Fig. 6. MPL1 negatively regulates CaLFY expression during the compound leaf development of chickpea.

RT–PCR analysis of CaLFY expression in vegetative-shoots (a) and leaf primordia (b) of WT and mpl1-1. c The ratio of CaLFY expression level in Proximal Portion (PP) to that in Pistal Portion (DP) of the P4–P5 leaf primordia of WT and mpl1-1. Data shows mean ± SD of 4 biological replicates in (a–c). The values above columns in (a–c) represents the p-value estimated by the two-sided unpaired Student’s t test. d–o RNA in situ hybridization of CaLFY mRNA in leaf primordia of WT and mpl1-1. Shown are coronal sections through leaf primordia at the early P3 (d, j), late P3 (e, k), and P5 (g, m) stages, sagittal sections through leaf primordia at the P4 (f, l) and P6 (h, n) stages, and sections of parts of the P6 leaf primordia (i, o). Cyan asterisks indicate the 2nd-order lateral leaflet (LL) primordia in mpl1-1. Similar results were obtained from three independent experiments.

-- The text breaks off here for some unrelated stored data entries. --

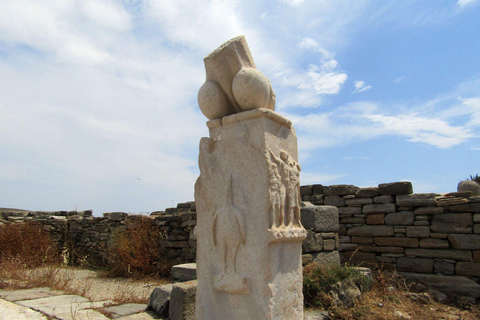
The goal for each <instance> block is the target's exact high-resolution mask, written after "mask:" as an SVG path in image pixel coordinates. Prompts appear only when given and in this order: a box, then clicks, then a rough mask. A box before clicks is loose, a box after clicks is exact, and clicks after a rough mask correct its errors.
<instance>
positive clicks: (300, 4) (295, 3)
mask: <svg viewBox="0 0 480 320" xmlns="http://www.w3.org/2000/svg"><path fill="white" fill-rule="evenodd" d="M280 1H281V2H283V3H286V4H288V5H290V6H294V7H297V6H299V5H301V4H302V3H303V0H280Z"/></svg>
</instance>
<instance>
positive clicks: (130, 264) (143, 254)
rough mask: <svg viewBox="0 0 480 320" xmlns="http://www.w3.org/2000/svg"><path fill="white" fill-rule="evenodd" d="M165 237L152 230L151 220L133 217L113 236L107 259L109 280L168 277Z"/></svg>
mask: <svg viewBox="0 0 480 320" xmlns="http://www.w3.org/2000/svg"><path fill="white" fill-rule="evenodd" d="M164 240H165V235H164V234H162V233H161V232H160V231H159V230H158V228H155V226H154V220H153V219H151V218H149V217H146V216H140V215H139V216H136V217H135V219H130V220H128V222H127V225H126V228H125V230H123V231H121V232H118V233H117V234H116V235H115V236H114V243H113V245H112V249H111V256H110V258H109V260H110V262H109V266H110V267H109V269H108V271H107V272H106V273H105V275H106V276H110V277H145V276H152V277H169V276H170V269H171V267H172V265H171V263H170V262H169V261H168V259H167V257H166V254H165V247H164V246H163V241H164Z"/></svg>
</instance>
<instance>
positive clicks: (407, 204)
mask: <svg viewBox="0 0 480 320" xmlns="http://www.w3.org/2000/svg"><path fill="white" fill-rule="evenodd" d="M301 195H302V199H303V200H304V201H308V202H311V203H312V204H314V205H330V206H335V207H337V208H338V212H339V242H340V245H339V251H340V253H341V256H342V258H343V260H344V261H350V262H354V263H365V262H367V263H368V262H370V263H380V264H383V266H384V267H385V268H388V269H397V270H398V271H400V272H414V273H426V274H441V275H460V276H467V277H470V278H473V279H475V280H478V279H479V277H480V196H473V193H472V192H470V191H467V192H452V193H448V194H436V193H413V187H412V184H411V183H410V182H395V183H384V184H380V185H378V187H372V188H359V187H356V186H353V185H333V186H322V185H309V186H303V187H301Z"/></svg>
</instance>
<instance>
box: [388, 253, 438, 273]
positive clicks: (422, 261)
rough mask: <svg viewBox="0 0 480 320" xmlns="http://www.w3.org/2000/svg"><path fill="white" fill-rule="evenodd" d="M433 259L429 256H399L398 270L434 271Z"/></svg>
mask: <svg viewBox="0 0 480 320" xmlns="http://www.w3.org/2000/svg"><path fill="white" fill-rule="evenodd" d="M433 262H434V260H433V259H428V258H408V257H403V258H397V270H398V271H401V272H420V273H432V272H433Z"/></svg>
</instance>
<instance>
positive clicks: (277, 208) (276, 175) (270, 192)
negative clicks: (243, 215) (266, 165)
mask: <svg viewBox="0 0 480 320" xmlns="http://www.w3.org/2000/svg"><path fill="white" fill-rule="evenodd" d="M283 199H285V188H284V187H283V186H282V177H281V176H280V173H279V170H278V166H277V165H276V164H275V163H272V164H271V165H270V203H271V204H272V207H271V209H270V216H271V219H272V228H275V227H280V226H283V225H284V224H283V214H278V212H284V207H285V201H284V200H283Z"/></svg>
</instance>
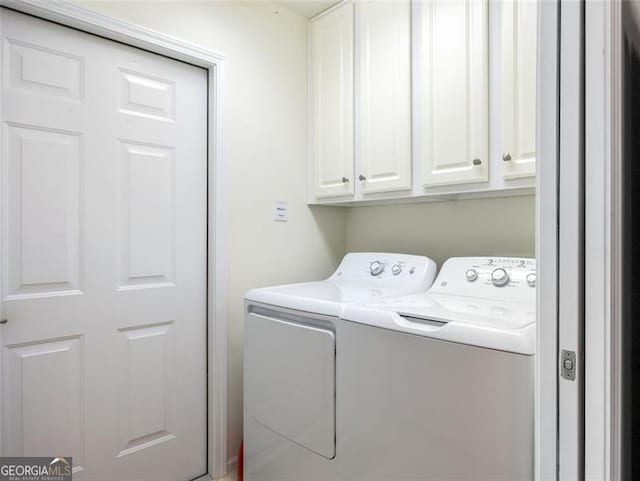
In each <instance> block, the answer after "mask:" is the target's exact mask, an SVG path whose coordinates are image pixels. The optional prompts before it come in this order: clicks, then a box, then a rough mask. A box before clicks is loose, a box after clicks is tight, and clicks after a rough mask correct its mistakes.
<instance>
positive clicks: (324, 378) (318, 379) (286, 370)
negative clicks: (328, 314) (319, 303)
mask: <svg viewBox="0 0 640 481" xmlns="http://www.w3.org/2000/svg"><path fill="white" fill-rule="evenodd" d="M245 343H246V344H245V403H246V404H245V409H246V413H247V415H249V416H250V417H251V418H253V419H254V420H255V421H257V422H258V423H260V424H262V425H264V426H266V427H267V428H269V429H271V430H272V431H275V432H276V433H278V434H280V435H281V436H284V437H286V438H287V439H289V440H290V441H292V442H294V443H297V444H299V445H301V446H303V447H305V448H307V449H310V450H311V451H313V452H315V453H317V454H320V455H321V456H324V457H326V458H329V459H331V458H333V457H334V456H335V392H336V390H335V353H336V343H335V334H334V332H332V331H331V330H328V329H323V328H320V327H316V326H311V325H308V324H304V323H303V321H302V320H301V321H300V323H298V322H296V321H295V320H291V318H290V317H289V316H287V319H286V320H284V319H278V318H276V317H275V316H274V317H270V316H267V315H263V314H256V313H253V312H248V313H247V317H246V322H245Z"/></svg>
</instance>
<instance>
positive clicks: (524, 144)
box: [501, 0, 538, 179]
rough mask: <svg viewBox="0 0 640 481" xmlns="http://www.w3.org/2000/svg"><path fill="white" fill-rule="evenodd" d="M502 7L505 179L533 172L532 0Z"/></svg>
mask: <svg viewBox="0 0 640 481" xmlns="http://www.w3.org/2000/svg"><path fill="white" fill-rule="evenodd" d="M501 8H502V88H501V99H502V122H501V127H502V152H501V155H502V172H503V177H504V178H505V179H516V178H519V177H531V176H534V175H535V173H536V58H537V57H536V51H537V48H536V45H537V10H538V6H537V5H536V3H535V2H529V1H526V0H517V1H514V2H503V3H501Z"/></svg>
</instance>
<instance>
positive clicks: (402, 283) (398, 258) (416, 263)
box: [329, 252, 437, 291]
mask: <svg viewBox="0 0 640 481" xmlns="http://www.w3.org/2000/svg"><path fill="white" fill-rule="evenodd" d="M436 270H437V268H436V264H435V262H433V261H432V260H431V259H429V258H428V257H424V256H414V255H410V254H393V253H387V252H353V253H349V254H347V255H346V256H345V257H344V259H342V262H341V263H340V265H339V266H338V269H337V270H336V272H334V273H333V275H332V276H331V277H330V278H329V280H332V281H334V282H358V283H374V284H375V285H389V286H396V287H403V288H404V287H408V288H411V287H412V286H414V285H415V286H420V287H417V289H418V290H419V289H421V288H422V287H421V286H425V287H424V289H423V290H424V291H426V290H427V289H428V288H429V287H430V286H431V284H432V282H433V279H434V278H435V275H436Z"/></svg>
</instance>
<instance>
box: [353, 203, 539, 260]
mask: <svg viewBox="0 0 640 481" xmlns="http://www.w3.org/2000/svg"><path fill="white" fill-rule="evenodd" d="M534 214H535V198H534V197H533V196H523V197H504V198H495V199H475V200H463V201H453V202H432V203H420V204H405V205H389V206H372V207H355V208H351V209H349V210H348V212H347V219H346V249H347V251H398V252H404V253H410V254H422V255H426V256H428V257H431V258H432V259H433V260H435V261H436V262H437V263H438V267H439V266H440V265H442V262H444V261H445V260H446V259H447V258H449V257H454V256H469V255H487V256H498V255H503V256H523V257H535V249H534V246H535V217H534Z"/></svg>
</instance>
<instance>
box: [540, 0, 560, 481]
mask: <svg viewBox="0 0 640 481" xmlns="http://www.w3.org/2000/svg"><path fill="white" fill-rule="evenodd" d="M559 33H560V0H552V1H548V2H540V3H539V4H538V40H539V44H538V61H537V65H538V68H537V77H538V80H537V98H538V101H537V104H538V105H537V113H538V118H537V124H536V130H537V136H536V137H537V145H536V152H538V153H537V166H536V170H537V175H536V234H537V238H536V261H537V271H538V282H537V304H536V312H537V316H536V337H537V345H536V353H537V354H536V403H535V409H536V421H535V479H536V481H554V480H556V479H557V475H558V308H559V297H558V295H559V289H560V287H559V284H558V262H559V252H558V251H559V240H558V236H559V228H558V222H559V212H558V209H559V198H558V195H559V180H560V179H559V175H560V173H559V163H560V162H559V150H560V138H559V132H560V70H559V69H560V52H559V46H560V36H559ZM543 52H544V55H543ZM543 300H544V302H543Z"/></svg>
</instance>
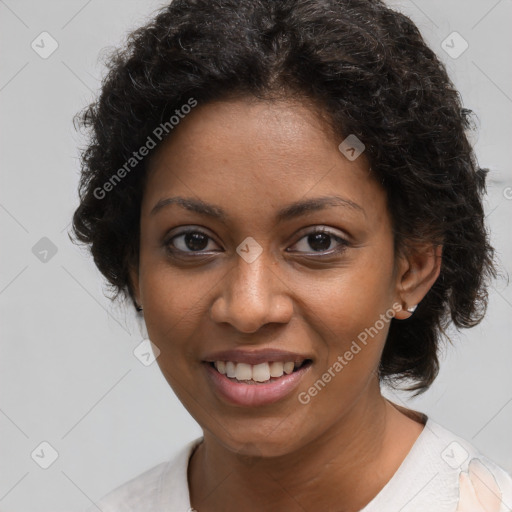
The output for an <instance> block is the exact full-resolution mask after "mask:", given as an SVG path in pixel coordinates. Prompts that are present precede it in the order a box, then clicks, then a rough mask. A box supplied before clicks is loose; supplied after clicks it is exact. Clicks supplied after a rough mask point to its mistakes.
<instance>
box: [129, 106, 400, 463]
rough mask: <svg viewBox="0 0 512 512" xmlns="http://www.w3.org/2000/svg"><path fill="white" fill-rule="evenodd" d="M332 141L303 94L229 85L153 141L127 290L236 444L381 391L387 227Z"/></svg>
mask: <svg viewBox="0 0 512 512" xmlns="http://www.w3.org/2000/svg"><path fill="white" fill-rule="evenodd" d="M340 142H341V140H338V139H337V138H336V137H334V136H333V135H332V134H331V133H330V132H329V131H328V129H327V128H326V125H325V124H324V123H323V122H322V121H321V119H320V118H319V116H318V115H317V114H316V113H315V111H314V110H313V109H311V108H310V107H308V106H306V105H305V104H304V103H302V104H298V103H292V102H283V101H281V102H274V103H271V102H262V101H256V100H254V101H249V100H236V101H235V100H233V101H229V102H219V103H213V104H207V105H204V106H198V107H197V108H195V109H194V110H193V111H192V112H191V113H190V114H189V115H188V116H187V117H185V118H184V119H183V120H182V121H181V122H180V124H179V125H178V126H177V127H176V128H174V132H173V133H172V136H171V137H170V138H169V139H168V140H167V141H166V142H165V144H164V145H163V146H161V147H160V148H158V151H157V152H156V153H155V154H154V155H152V161H151V167H150V173H149V176H148V181H147V184H146V188H145V191H144V198H143V203H142V208H141V246H140V266H139V269H138V275H136V274H135V273H134V274H133V281H134V284H135V289H136V291H137V296H138V299H139V301H140V303H141V304H142V305H143V307H144V317H145V321H146V325H147V329H148V333H149V337H150V339H151V340H152V342H153V343H154V344H155V345H156V346H157V347H158V348H159V350H160V355H159V357H158V359H157V361H158V364H159V366H160V368H161V370H162V372H163V374H164V376H165V378H166V379H167V381H168V382H169V384H170V385H171V387H172V388H173V390H174V391H175V392H176V394H177V395H178V397H179V398H180V400H181V401H182V403H183V404H184V406H185V407H186V408H187V409H188V411H189V412H190V413H191V415H192V416H193V417H194V418H195V419H196V421H197V422H198V423H199V424H200V425H201V427H202V428H203V429H204V430H205V433H206V432H207V433H208V435H212V436H214V437H215V438H216V439H217V440H218V441H219V442H220V443H221V444H222V445H224V446H225V447H227V448H229V449H231V450H233V451H241V452H244V453H254V452H258V453H260V454H271V455H278V454H284V453H288V452H290V451H292V450H294V449H297V448H298V447H300V446H304V445H305V444H306V443H309V442H311V441H313V440H314V439H315V438H317V437H318V436H321V435H322V434H323V433H326V432H327V431H328V430H329V429H335V428H336V425H337V424H338V422H340V421H343V420H344V418H346V417H347V415H349V413H350V414H353V413H354V411H355V410H357V407H358V404H359V405H360V404H365V403H369V401H370V400H371V399H373V398H371V397H375V396H376V394H378V380H377V377H376V374H375V371H376V369H377V367H378V363H379V359H380V355H381V352H382V349H383V346H384V342H385V339H386V335H387V331H388V327H389V319H390V318H391V315H390V312H391V314H392V313H394V308H393V306H395V308H396V307H397V302H398V303H399V302H400V296H399V293H398V281H399V276H398V271H395V270H396V269H395V260H394V251H393V236H392V226H391V220H390V215H389V213H388V209H387V205H386V195H385V192H384V190H383V189H382V188H381V186H380V185H379V184H378V183H377V182H376V181H374V179H372V177H371V176H370V174H369V170H368V163H367V161H366V160H365V157H364V153H363V155H361V156H359V157H358V158H357V159H355V160H354V161H350V160H349V159H348V158H347V157H346V156H344V154H342V153H341V152H340V150H339V149H338V145H339V144H340ZM173 198H174V199H175V200H174V201H172V202H171V201H170V199H173ZM176 198H182V199H183V201H182V202H181V204H180V202H179V201H178V200H176ZM301 205H303V206H301ZM319 231H324V233H320V234H319V233H318V232H319ZM186 232H190V233H192V234H186ZM315 233H316V235H315ZM364 333H366V336H365V334H364ZM363 339H364V340H365V343H363V341H362V340H363ZM354 343H355V345H354ZM356 347H359V350H358V349H357V348H356ZM225 351H228V353H227V354H220V353H219V352H225ZM229 351H233V352H229ZM350 354H352V356H350ZM214 361H222V362H224V363H225V362H226V361H229V362H230V363H229V364H226V365H225V366H226V367H228V370H229V372H235V375H236V376H238V377H239V379H240V380H245V379H248V378H251V376H252V377H253V379H256V380H258V379H259V380H266V379H268V376H269V373H268V372H269V371H270V370H272V372H273V373H274V374H275V375H279V374H280V373H283V371H285V370H287V369H288V371H290V368H289V366H290V365H285V364H283V363H285V362H287V361H288V362H294V363H296V366H299V365H300V364H302V363H303V362H304V361H305V364H304V365H303V366H302V367H301V368H297V369H295V370H294V371H293V372H292V373H290V374H287V373H286V371H285V373H284V374H283V376H282V377H272V378H271V379H270V381H267V382H266V383H257V382H254V380H253V381H252V382H253V383H247V382H239V381H238V380H237V379H236V377H235V378H233V377H231V378H228V377H227V376H226V375H223V374H222V373H221V372H222V371H223V368H222V364H221V365H220V367H219V370H220V371H219V370H217V369H215V368H214V363H213V362H214ZM342 361H343V362H342ZM276 362H277V364H275V363H276ZM336 362H338V365H336ZM232 363H244V364H242V365H240V367H239V368H237V366H235V365H234V364H232ZM249 363H252V364H251V365H249ZM268 363H274V364H268ZM279 363H281V365H280V364H279ZM267 364H268V365H267ZM224 371H225V370H224ZM237 372H238V373H237ZM326 374H328V376H327V377H326ZM329 376H330V378H329ZM319 380H320V381H321V382H320V383H319V382H317V381H319ZM326 381H327V382H326ZM322 382H323V384H324V385H322ZM315 383H317V384H316V387H315ZM312 389H313V391H311V390H312ZM315 389H316V392H315ZM290 432H293V436H291V435H290ZM249 447H251V448H249Z"/></svg>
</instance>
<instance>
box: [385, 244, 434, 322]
mask: <svg viewBox="0 0 512 512" xmlns="http://www.w3.org/2000/svg"><path fill="white" fill-rule="evenodd" d="M442 251H443V246H442V245H434V244H432V243H428V244H415V245H413V246H412V247H410V248H409V249H407V252H406V253H405V254H403V255H402V256H401V257H400V261H399V264H398V273H397V298H398V302H399V303H400V304H401V306H402V309H401V310H400V311H398V312H397V313H396V315H395V317H396V318H397V319H398V320H405V319H406V318H409V317H411V316H412V314H413V312H410V311H407V309H408V308H411V307H415V306H417V305H418V304H419V303H420V302H421V300H422V299H423V297H425V295H426V294H427V292H428V291H429V290H430V288H432V286H433V284H434V283H435V281H436V279H437V278H438V277H439V273H440V271H441V261H442Z"/></svg>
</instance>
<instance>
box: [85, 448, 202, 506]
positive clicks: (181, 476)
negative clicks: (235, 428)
mask: <svg viewBox="0 0 512 512" xmlns="http://www.w3.org/2000/svg"><path fill="white" fill-rule="evenodd" d="M201 441H202V438H198V439H195V440H193V441H190V442H189V443H187V444H186V445H185V446H183V447H182V448H181V449H180V450H179V452H178V453H177V454H176V455H175V456H174V457H172V458H171V459H170V460H168V461H165V462H162V463H160V464H158V465H156V466H154V467H152V468H150V469H148V470H147V471H145V472H143V473H141V474H139V475H138V476H136V477H135V478H132V479H131V480H129V481H127V482H125V483H123V484H122V485H120V486H119V487H117V488H115V489H114V490H112V491H110V492H109V493H108V494H106V495H105V496H103V497H102V498H101V500H100V501H99V502H97V503H95V504H94V507H92V508H90V509H88V510H87V512H93V511H97V510H98V509H100V510H101V511H102V512H140V511H142V510H151V511H152V512H160V511H162V512H163V511H164V510H168V507H169V506H179V507H180V508H183V510H187V507H188V506H189V505H186V502H188V494H189V493H188V482H187V468H188V461H189V458H190V455H191V454H192V452H193V451H194V449H195V448H196V446H197V445H198V444H199V443H200V442H201Z"/></svg>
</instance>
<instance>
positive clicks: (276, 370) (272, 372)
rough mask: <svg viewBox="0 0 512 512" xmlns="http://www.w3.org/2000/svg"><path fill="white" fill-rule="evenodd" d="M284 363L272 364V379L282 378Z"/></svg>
mask: <svg viewBox="0 0 512 512" xmlns="http://www.w3.org/2000/svg"><path fill="white" fill-rule="evenodd" d="M283 373H284V371H283V363H281V362H280V361H274V362H272V363H270V376H271V377H281V375H283Z"/></svg>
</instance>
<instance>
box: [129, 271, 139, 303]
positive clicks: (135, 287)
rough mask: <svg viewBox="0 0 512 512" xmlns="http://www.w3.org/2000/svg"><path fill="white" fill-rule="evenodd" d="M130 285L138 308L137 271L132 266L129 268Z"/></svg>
mask: <svg viewBox="0 0 512 512" xmlns="http://www.w3.org/2000/svg"><path fill="white" fill-rule="evenodd" d="M129 274H130V285H131V287H132V291H133V295H134V297H135V301H136V302H137V304H138V305H139V306H140V289H139V270H138V269H137V268H135V267H134V266H130V270H129Z"/></svg>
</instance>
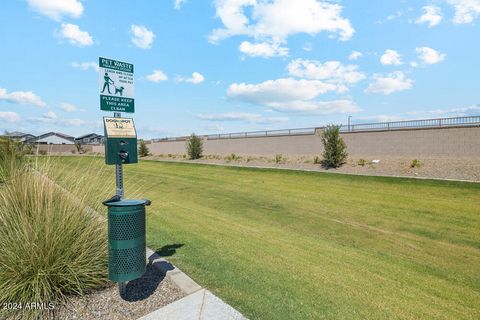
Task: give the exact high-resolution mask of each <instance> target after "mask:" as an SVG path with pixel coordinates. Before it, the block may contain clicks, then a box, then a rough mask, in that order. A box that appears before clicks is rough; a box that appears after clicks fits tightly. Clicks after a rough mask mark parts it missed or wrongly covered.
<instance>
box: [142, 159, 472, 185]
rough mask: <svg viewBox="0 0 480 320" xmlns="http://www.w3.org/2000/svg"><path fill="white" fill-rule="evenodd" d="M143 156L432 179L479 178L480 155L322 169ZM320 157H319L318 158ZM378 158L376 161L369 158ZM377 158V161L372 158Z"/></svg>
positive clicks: (296, 165)
mask: <svg viewBox="0 0 480 320" xmlns="http://www.w3.org/2000/svg"><path fill="white" fill-rule="evenodd" d="M144 159H149V160H158V161H181V162H191V163H211V164H222V165H234V166H245V167H272V168H285V169H300V170H313V171H324V172H338V173H351V174H362V175H376V176H404V177H421V178H434V179H453V180H468V181H477V182H480V155H479V156H478V157H461V158H460V157H459V158H451V157H419V158H406V157H381V158H371V157H367V156H365V157H362V156H352V157H349V158H348V160H347V163H345V164H344V165H343V166H342V167H340V168H338V169H325V168H322V166H321V165H320V164H318V163H314V161H315V159H310V158H306V157H294V156H290V157H289V156H288V155H281V156H280V155H278V156H276V157H272V158H269V157H261V156H259V157H255V156H238V155H234V154H232V155H229V156H220V155H206V156H204V157H203V158H202V159H199V160H186V159H185V157H184V155H160V156H150V157H146V158H144ZM317 160H321V159H317ZM374 160H379V162H378V163H373V162H372V161H374ZM374 162H376V161H374Z"/></svg>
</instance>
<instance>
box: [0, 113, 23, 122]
mask: <svg viewBox="0 0 480 320" xmlns="http://www.w3.org/2000/svg"><path fill="white" fill-rule="evenodd" d="M0 119H1V120H2V121H6V122H19V121H20V116H19V115H18V113H16V112H11V111H0Z"/></svg>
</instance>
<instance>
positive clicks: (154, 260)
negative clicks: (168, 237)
mask: <svg viewBox="0 0 480 320" xmlns="http://www.w3.org/2000/svg"><path fill="white" fill-rule="evenodd" d="M147 257H148V260H149V263H151V264H152V265H153V266H154V267H155V268H158V269H159V270H160V271H162V272H163V273H164V274H165V276H166V277H168V278H169V279H170V280H172V281H173V282H174V283H175V284H176V285H177V286H178V287H179V288H180V289H181V290H182V291H183V292H185V293H186V294H187V296H186V297H184V298H182V299H180V300H177V301H175V302H173V303H171V304H169V305H166V306H164V307H163V308H160V309H158V310H156V311H154V312H152V313H150V314H147V315H145V316H143V317H141V318H140V319H139V320H157V319H159V320H161V319H169V320H197V319H198V320H200V319H201V320H210V319H211V320H223V319H231V320H243V319H247V318H245V317H244V316H243V315H242V314H241V313H240V312H238V311H237V310H235V309H234V308H232V307H231V306H230V305H228V304H227V303H225V302H224V301H222V300H221V299H220V298H218V297H217V296H215V295H214V294H213V293H211V292H210V291H208V290H206V289H204V288H202V287H201V286H200V285H198V284H197V283H196V282H195V281H193V280H192V279H191V278H190V277H189V276H187V275H186V274H185V273H183V272H182V271H181V270H180V269H178V268H177V267H175V266H174V265H173V264H171V263H170V262H168V261H167V260H165V259H164V258H162V257H160V256H158V254H156V253H155V252H154V251H153V250H151V249H149V248H147Z"/></svg>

Scale bars, 50 μm. p Diagram of the CaLFY promoter including P1-P4 sequences used for electrophoretic mobility shift assay (EMSA). q EMSA analysis of P1-P4 sequences labeled with biotin in the presence and absence of purified recombinant MBP–MPL1 proteins. Competition binding was performed in the presence of 10-fold (+) or 50-fold (++) unlabeled probes. Similar results were obtained from three independent experiments. r Model for MPL1 and CaLFY expression patterns and their interaction in WT P4 leaf primordium. Source data for Figs. 6a–q are provided as a Source Data file.